The criteria for ranking Recency is based on the last time the individual had contact with the organization. The date used is based on the Transaction Date specified in the Transaction Query. The following example illustrates how Recency is ranked:
- Group 1: >10 days and <=15 days, value = 15
- Group 2: >5 days and <=10 days, value = 10
- Group 3: <=5 days
The criteria for ranking Frequency is based on the number of times the individual had contact with the organization. The value is calculated by the number of records for an individual in the Transaction Query. The following example illustrates how Frequency is ranked:
- Group 1: <20 times and >=0 times, value = 0
- Group 2: <30 times and >=20 times, value = 20
- Group 3: <50 times and >=30 times, value = 30
- Group 4: >=50 times, value = 50
The criteria for ranking Monetary is based on the amount of money the individual has spent with the organization. The amount is based on the total amount from the Transaction Query. The following example illustrates how Monetary is ranked:
- Group 1: <0 and >=50, value = 50
- Group 2: <50 and >=100, value = 100
- Group 3: <100 and >=200, value = 200
- Group 4: >200 and >=500, value = 500
- Select Marketing > RFM > Run analytics and open the RFM analysis definition.
- Click Run. A status message displays on the Summary tab. If an error message such as "An error has occurred while generating Lists" appears, click on the message to see more details.
- View the results on the Results tab.
- Select Marketing > RFM > Run analytics and open the RFM analysis definition.
- Select contacts from the following RFM criteria:
- Recency ranking
- Frequency ranking
- Monetary ranking
- Combined ranking
- Total ranking
- First amount
- First amount date
- Last amount
- Last amount date
- Highest amount
- Highest amount date
- To purge the results, select Delete List.
- To create a query for use in Campaigns, select Create Query.
RFM rankings can be used as the basis for segmentation. Segmentation assists with targeting the market or the segment of the database who is most likely to respond to the marketing effort. For example, if your marketing department is trying to mail the company contact of their best conference attendees, they might look for:
- Recency going back 5 years
- Frequency of attendance being greater than ten times attending (because this would imply that at least two attendees from that company attended within those 5 years)

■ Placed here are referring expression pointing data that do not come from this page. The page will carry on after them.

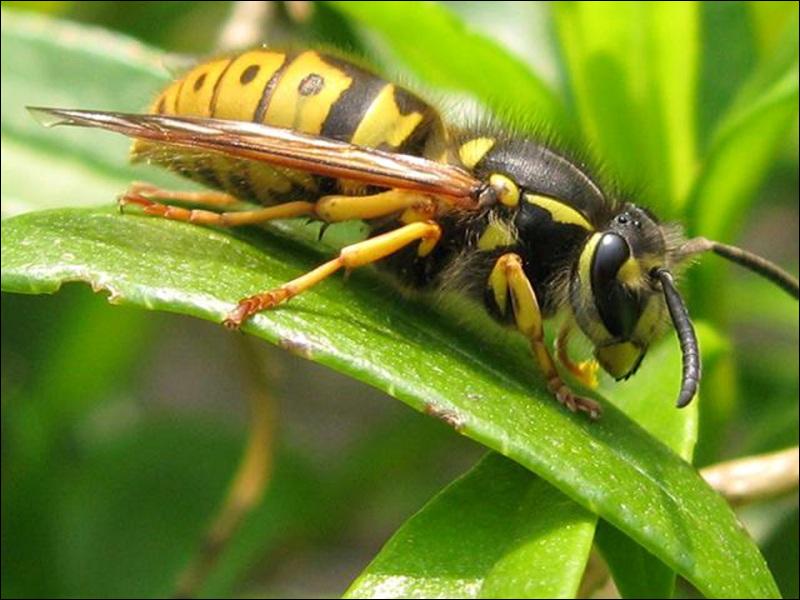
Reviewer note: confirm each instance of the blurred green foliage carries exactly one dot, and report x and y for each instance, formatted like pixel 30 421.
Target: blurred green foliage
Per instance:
pixel 107 486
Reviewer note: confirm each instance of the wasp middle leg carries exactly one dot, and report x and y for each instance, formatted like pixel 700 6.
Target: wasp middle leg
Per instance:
pixel 350 257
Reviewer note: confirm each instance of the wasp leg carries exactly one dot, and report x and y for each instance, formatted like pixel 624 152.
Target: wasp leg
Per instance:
pixel 219 219
pixel 346 208
pixel 350 257
pixel 203 198
pixel 415 207
pixel 508 276
pixel 584 371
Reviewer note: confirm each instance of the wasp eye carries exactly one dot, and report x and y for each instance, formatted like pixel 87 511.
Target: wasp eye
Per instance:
pixel 618 307
pixel 612 251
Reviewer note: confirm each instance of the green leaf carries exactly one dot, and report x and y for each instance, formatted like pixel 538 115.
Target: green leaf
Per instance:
pixel 634 88
pixel 742 151
pixel 423 358
pixel 637 573
pixel 746 141
pixel 464 60
pixel 497 532
pixel 47 66
pixel 474 378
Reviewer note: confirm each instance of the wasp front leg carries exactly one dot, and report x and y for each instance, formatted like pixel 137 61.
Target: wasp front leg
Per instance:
pixel 584 371
pixel 508 279
pixel 350 257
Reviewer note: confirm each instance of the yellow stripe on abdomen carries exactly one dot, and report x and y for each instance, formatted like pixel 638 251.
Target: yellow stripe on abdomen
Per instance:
pixel 199 84
pixel 307 90
pixel 384 124
pixel 242 87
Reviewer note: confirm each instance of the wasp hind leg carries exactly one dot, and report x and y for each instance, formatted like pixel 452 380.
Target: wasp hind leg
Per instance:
pixel 350 257
pixel 145 195
pixel 332 209
pixel 508 279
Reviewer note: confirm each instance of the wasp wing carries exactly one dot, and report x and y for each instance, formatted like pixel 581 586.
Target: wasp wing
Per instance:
pixel 281 147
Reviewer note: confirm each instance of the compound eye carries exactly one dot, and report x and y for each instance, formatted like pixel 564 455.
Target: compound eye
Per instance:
pixel 611 253
pixel 619 308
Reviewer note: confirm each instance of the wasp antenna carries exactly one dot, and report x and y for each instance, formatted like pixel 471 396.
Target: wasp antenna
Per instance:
pixel 686 337
pixel 746 259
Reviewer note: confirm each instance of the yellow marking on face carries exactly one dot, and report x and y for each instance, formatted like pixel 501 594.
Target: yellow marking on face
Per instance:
pixel 241 87
pixel 495 235
pixel 305 94
pixel 559 211
pixel 470 153
pixel 588 318
pixel 198 88
pixel 618 359
pixel 383 123
pixel 506 190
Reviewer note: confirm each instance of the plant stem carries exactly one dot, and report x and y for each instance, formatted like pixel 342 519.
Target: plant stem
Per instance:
pixel 249 482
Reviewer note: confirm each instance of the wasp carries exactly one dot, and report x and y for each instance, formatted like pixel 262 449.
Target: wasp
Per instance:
pixel 508 220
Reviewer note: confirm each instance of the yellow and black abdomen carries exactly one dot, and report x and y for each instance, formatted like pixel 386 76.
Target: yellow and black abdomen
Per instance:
pixel 307 92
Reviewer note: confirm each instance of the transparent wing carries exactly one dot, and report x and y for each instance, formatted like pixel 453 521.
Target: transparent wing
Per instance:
pixel 281 147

- Value = to increments of conference registration because that's the value of their attendance (anyone with a value higher than that might have purchased books at the conference or made a donation above and beyond the registration fee).
You can use the same ranking model against different groups or populations within your database to be able to make predictions and better target who is most likely to respond to a particular marketing effort. The RFM rankings may look the same, but the numbers within each rank may be quite different.